As you age, your natural nicotinamide adenine dinucleotide (NAD+) levels decline. This leaves less energy for your body to maintain a youthful appearance and function. NAD+ is a coenzyme that forms a part of all living cells in your body and is fundamental to your quality of life.
A coenzyme is a helper molecule that attaches to other enzymes to produce positive health outcomes every day. NAD+ plays two important roles in your body. It helps:
- Us to metabolise the nutrients from food to turn them into energy
- The proteins to regulate other biological functions.
These functions are vital to the health of our DNA and for managing circadian rhythms to keep us healthier over the long term. But, as we age, our levels of NAD+ decline. A 2012 study , on ageing skin, demonstrated that beauty truly does come from within. It established that replacing the loss of NAD+ was vital to the ageing process.
Another study in 2014 supported this. It found that the combination of activating sirtuins and NAD+ therapy can be effective for anti-ageing.

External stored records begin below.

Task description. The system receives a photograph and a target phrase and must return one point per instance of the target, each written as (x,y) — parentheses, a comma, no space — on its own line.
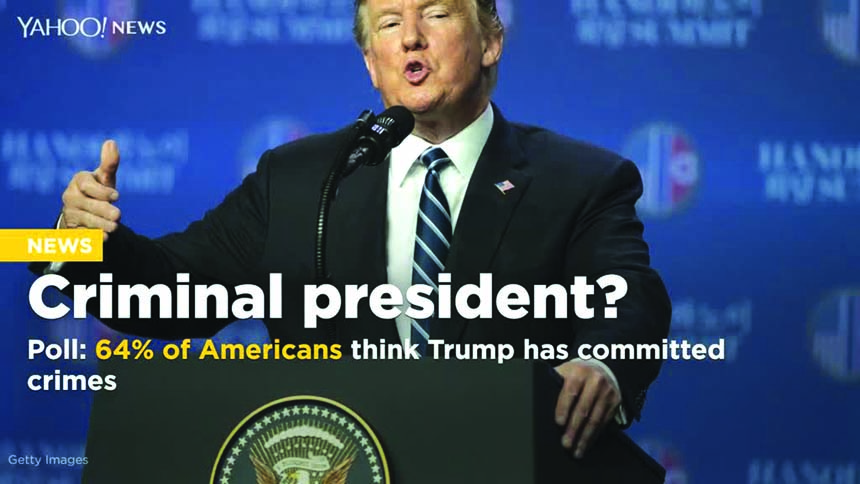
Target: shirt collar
(463,149)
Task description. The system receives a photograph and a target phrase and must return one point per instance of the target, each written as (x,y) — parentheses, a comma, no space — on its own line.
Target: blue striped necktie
(432,237)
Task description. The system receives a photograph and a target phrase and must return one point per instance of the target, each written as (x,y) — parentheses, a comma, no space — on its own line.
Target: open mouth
(416,72)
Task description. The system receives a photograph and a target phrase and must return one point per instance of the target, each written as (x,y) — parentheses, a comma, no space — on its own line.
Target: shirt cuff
(620,416)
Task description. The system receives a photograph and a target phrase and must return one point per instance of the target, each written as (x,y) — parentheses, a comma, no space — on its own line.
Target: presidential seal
(301,440)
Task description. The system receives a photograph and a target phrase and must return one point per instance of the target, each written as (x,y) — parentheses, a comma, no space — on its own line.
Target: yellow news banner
(51,245)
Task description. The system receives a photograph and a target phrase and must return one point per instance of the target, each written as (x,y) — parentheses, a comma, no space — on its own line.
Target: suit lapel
(485,214)
(357,244)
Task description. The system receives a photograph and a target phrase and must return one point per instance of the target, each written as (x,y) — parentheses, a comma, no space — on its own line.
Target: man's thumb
(109,164)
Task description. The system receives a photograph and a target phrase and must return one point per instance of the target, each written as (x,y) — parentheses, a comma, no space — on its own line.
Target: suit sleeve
(224,247)
(607,239)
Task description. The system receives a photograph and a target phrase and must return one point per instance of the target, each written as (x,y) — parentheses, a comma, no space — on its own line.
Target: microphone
(390,128)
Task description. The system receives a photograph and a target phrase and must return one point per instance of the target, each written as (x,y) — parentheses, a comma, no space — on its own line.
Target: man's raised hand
(88,199)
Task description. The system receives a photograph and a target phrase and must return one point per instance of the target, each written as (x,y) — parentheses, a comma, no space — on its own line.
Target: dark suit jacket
(571,213)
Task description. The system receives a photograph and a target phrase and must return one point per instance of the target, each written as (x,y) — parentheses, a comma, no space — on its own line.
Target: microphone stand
(327,196)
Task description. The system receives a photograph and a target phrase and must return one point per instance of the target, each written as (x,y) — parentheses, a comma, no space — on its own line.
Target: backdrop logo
(43,162)
(701,322)
(668,457)
(726,24)
(301,440)
(115,10)
(803,174)
(840,25)
(669,165)
(274,22)
(771,471)
(834,334)
(267,134)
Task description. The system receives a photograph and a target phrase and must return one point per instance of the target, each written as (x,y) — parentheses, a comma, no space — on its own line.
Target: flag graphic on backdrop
(841,24)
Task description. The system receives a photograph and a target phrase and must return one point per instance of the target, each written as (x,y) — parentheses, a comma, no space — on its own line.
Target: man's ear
(492,45)
(371,66)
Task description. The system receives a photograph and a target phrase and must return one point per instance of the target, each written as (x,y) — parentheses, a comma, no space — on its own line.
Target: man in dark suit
(467,192)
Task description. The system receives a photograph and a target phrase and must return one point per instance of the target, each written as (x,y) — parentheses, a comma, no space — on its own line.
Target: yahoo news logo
(669,165)
(267,134)
(834,334)
(94,28)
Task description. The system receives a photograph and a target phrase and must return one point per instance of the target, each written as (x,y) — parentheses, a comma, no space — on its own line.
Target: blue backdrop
(743,116)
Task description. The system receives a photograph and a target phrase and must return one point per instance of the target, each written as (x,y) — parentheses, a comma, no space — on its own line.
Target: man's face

An example of the decline of NAD+ in your system is that by the time you are 50, you will only have about half the natural NAD+ levels you did when young. By the time you reach 80, you will only have only between 1 to 10% of NAD+ levels left. So, it is important to replace your NAD+ levels for a longer life.
Using NAD+ IV therapy replenishes the levels in your system. It prevents DNA damage, chemical stress, failing mitochondria and inflammation throughout your body. At the same time, it repairs DNA and benefits your cells to promote longevity.
How NAD+ affects ageing
NAD+ was first discovered in 1906 and scientific understanding of its importance has been evolving ever since.
NAD+ divides into two parts. One part is the is the nicotinamide which your system recycles. The other is ADP-ribose which joins with a protein to repair cells. Poly ADP-ribose polymerases (PARPs) were then discovered. These are enzymes that organise the attachment of ADP-ribose components to proteins using NAD+ as the underlying layer. These key functions repair DNA, maintain genome stability and regulate changes to your DNA. PARPs are like sirtuins, which are also proteins, in that they need NAD+ to function correctly.
Sirtuins regulate your cellular health and ageing. They do this by protecting your DNA and managing inflammation. These proteins depend on NAD+ to turn on and off protective pathways that lead to age related diseases. Sirtuins are often called the longevity genes and the level of NAD+ in your system regulates how effectively they work.
Role of NR as a precursor to NAD+
Scientists inadvertently discovered nicotinamide riboside (NR) as an efficient precursor to NAD+ to boost its effectiveness. You can get NAD+ from foods made up of amino acids (like dairy and meats). These are not as effective as NR as a precursor to NAD+. NR is vitamin-like and can prolong life. Scientific studies have shown NR increases the lifespan of old mice by 5%. When given NR as a precursor to NAD+ near the end of their lives, it prolonged their lives.